04 sep 2011 . Actualizado a las 06:00 h.Mariano Rajoy no paralizará el AVE a Galicia si vence en las elecciones generales de noviembre. Al contrario, el PP quiere dejar su sello propio en la culminación de la obra para que el proyecto «deje de ser de boquilla». Ese es el compromiso que el candidato popular a la presidencia del Gobierno adquirió ayer a los pies del castillo de Soutomaior, adoptado por el PP como talismán electoral para arrancar cada año el curso político.

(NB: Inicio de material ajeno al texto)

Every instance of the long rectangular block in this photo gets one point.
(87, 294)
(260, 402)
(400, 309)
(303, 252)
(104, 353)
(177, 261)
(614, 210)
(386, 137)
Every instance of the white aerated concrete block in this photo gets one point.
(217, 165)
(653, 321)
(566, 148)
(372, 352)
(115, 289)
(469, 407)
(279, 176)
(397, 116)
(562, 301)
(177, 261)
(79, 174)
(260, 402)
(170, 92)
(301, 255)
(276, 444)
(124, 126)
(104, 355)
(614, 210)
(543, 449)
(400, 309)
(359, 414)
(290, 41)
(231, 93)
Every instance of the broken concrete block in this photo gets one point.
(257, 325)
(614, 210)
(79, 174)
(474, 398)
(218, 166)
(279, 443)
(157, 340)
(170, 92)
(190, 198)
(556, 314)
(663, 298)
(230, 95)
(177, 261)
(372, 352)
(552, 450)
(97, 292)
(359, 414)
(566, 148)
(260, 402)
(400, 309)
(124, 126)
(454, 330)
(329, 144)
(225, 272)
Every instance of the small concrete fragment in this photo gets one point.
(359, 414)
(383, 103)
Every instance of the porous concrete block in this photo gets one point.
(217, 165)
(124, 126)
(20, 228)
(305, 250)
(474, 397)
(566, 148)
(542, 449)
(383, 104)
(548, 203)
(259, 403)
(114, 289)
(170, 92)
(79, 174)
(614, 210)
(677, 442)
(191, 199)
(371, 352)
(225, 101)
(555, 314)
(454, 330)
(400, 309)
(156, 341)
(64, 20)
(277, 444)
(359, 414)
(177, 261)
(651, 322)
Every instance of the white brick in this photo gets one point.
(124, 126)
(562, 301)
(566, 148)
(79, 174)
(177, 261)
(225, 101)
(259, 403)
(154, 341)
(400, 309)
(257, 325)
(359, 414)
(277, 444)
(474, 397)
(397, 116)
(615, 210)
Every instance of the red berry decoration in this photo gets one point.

En la intervención con más referencias a Galicia de las realizadas hasta ahora al final del verano en dicho enclave, Rajoy respondió por primera vez a las continuas peticiones que el ministro de Fomento, José Blanco, ha venido lanzando para que el líder popular se comprometa públicamente con la continuidad del AVE y el calendario trazado para aprobar las inversiones pendientes. «Quiero reiterar mi compromiso y el de mi partido con la alta velocidad a Galicia», dijo Rajoy, para quien dicha infraestructura es «buena para el centro y el noroeste y por lo tanto para toda España», añadió para combatir así los recelos que el tren rápido a Galicia está suscitando en formaciones como CiU en Cataluña o la liderada por Francisco Álvarez Cascos en Asturias.
Diferente es el juicio que le merece la gestión de dicha obra por parte del Gobierno socialista, «porque durante estos años aquí hemos tenido un AVE de boquilla», dijo para descalificar el baile de fechas registrado en las dos últimas legislaturas para alcanzar la culminación del tendido.
«Sin fechas falsas»
«Tres fechas comprometidas, 2009, 2012 y 2015 y las tres incumplidas y yo lo que quiero para Galicia es un AVE real», dijo para marcar distancias con la tramitación del proyecto que han llevado a cabo los ministros de Fomento del PSOE.
Pero pese a dicho reproche, el líder conservador dejó en el aire ante el presidente de la Xunta y buena parte de sus conselleiros, diputados, senadores y alcaldes de la comunidad, la adopción de un posible nuevo calendario si el 20-N se convierte en presidente del Gobierno. Mariano Rajoy advirtió que él hará un «AVE real, con la verdad y sin fechas falsas de finalización; con presupuestos e inversiones realistas, y pagándolo, no como ahora», incidió para asegurar que el actual Ejecutivo aún no ha sufragado «prácticamente nada» de la infraestructura en marcha. «Finalizarlo y pagarlo será una de las prioridades de mi Gobierno», concluyó el político gallego.
El PP, a través de los análisis hechos por la Xunta respecto al ritmo de las obras e inversiones, considera que no será posible poner en marcha el AVE antes del 2018, tres años más tarde de lo trazado desde Fomento, cuyo titular insiste en que sigue siendo posible alcanzar dicho hito a finales del 2015.